The specific epithet guttata comes from the Latin gutta, meaning drop, alluding to the mottled plumage.


It measures 12cm and weighs about 18g. Its body is yellowish green on the crown, bright green on the back and throat, and white on the belly. The whole body except the rump has black spots. This species exhibits no sexual dimorphism.

Distribution and habitat

The painted tanager is present from Costa Rica to Colombia, including the island of Trinidad. In Venezuela, it is found throughout the Andes, Barinas, Falcón, Yaracuy, Cordillera de la Costa, Sucre and Monagas. It is resident from submontane forest to cloud forest, secondary forest, forest edge and coffee plantations, at elevations between 400 and 2200m elevation.

Biology and Conservation

Painted tanagers live in pairs, family groups and small groups of up to 6 individuals, but are rarely solitary.
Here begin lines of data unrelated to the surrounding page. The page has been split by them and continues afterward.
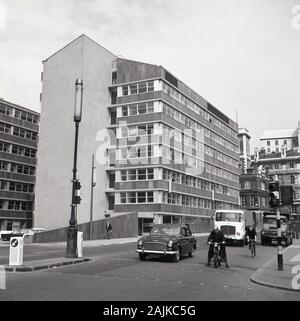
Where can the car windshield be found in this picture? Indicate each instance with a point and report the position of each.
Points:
(272, 220)
(228, 216)
(166, 230)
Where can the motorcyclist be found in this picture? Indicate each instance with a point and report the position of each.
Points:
(217, 236)
(251, 236)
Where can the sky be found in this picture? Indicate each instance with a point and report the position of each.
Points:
(243, 56)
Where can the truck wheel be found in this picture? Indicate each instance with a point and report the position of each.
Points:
(142, 256)
(176, 257)
(191, 254)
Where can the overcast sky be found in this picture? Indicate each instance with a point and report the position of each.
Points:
(238, 54)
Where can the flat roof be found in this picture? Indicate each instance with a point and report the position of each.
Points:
(279, 133)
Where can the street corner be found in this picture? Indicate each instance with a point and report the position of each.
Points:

The form mixed flocks with other tanager species, greenfinches, migratory warblers and honeycreepers. They are highly active and always on the move. The painted tanager can be seen in congregation with other fruit-eating birds when they locate a fruiting tree. It forages in the high strata of the forest, although it may descend when it locates bushes bearing fruit. It feeds on melastomataceae and euphorbiaceae fruits. These birds also consume insects, which they hunt for on the underside of the leaves.

The diet is made up of around 74% fruits and 26% insects. The nest is built 3-8m above the ground, is cup-shaped and may contain 2 white eggs with brown spots. Both sexes help to build it, mainly using roots and leaves. Females incubate the eggs for 13 days and males usually remain close to the nest.